To better understand your own steps in this dance, try this introspective journal exercise from Dr Sue Johnson. By becoming aware of your individual responses, you can start identifying and addressing the dynamics of your relationship with your partner.
Our fears are wired into our brains. Everyone has them. Can you pinpoint or identify your fears? Listen to the feelings you have, and find, at the core, any fear or anxiety that involves being rejected or abandoned by your partner. To help you get in touch with your internal experience, here are a few of the common feelings or qualities of demanders and withdrawers.
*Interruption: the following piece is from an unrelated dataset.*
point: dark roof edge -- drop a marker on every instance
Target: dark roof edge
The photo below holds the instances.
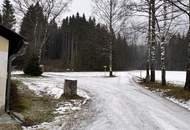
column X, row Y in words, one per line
column 13, row 32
Check off the ones you resonate with.
DEMANDERS OFTEN FEEL:
- Frightened of their aloneness; scared they’re not wanted
- Afraid of being abandoned
- Frightened of their feelings of hurt
- Scared of being invisible
WITHDRAWERS OFTEN FEEL:
- Frightened of rejection
- Scared of their experience of disappointing their partner-coming up short
- Afraid of failure
- Numbed or frozen with fear
- Afraid of being judged or criticized
Reflect on and write down what scares you most, and then invite your partner to do the same. Share your reflections with each other.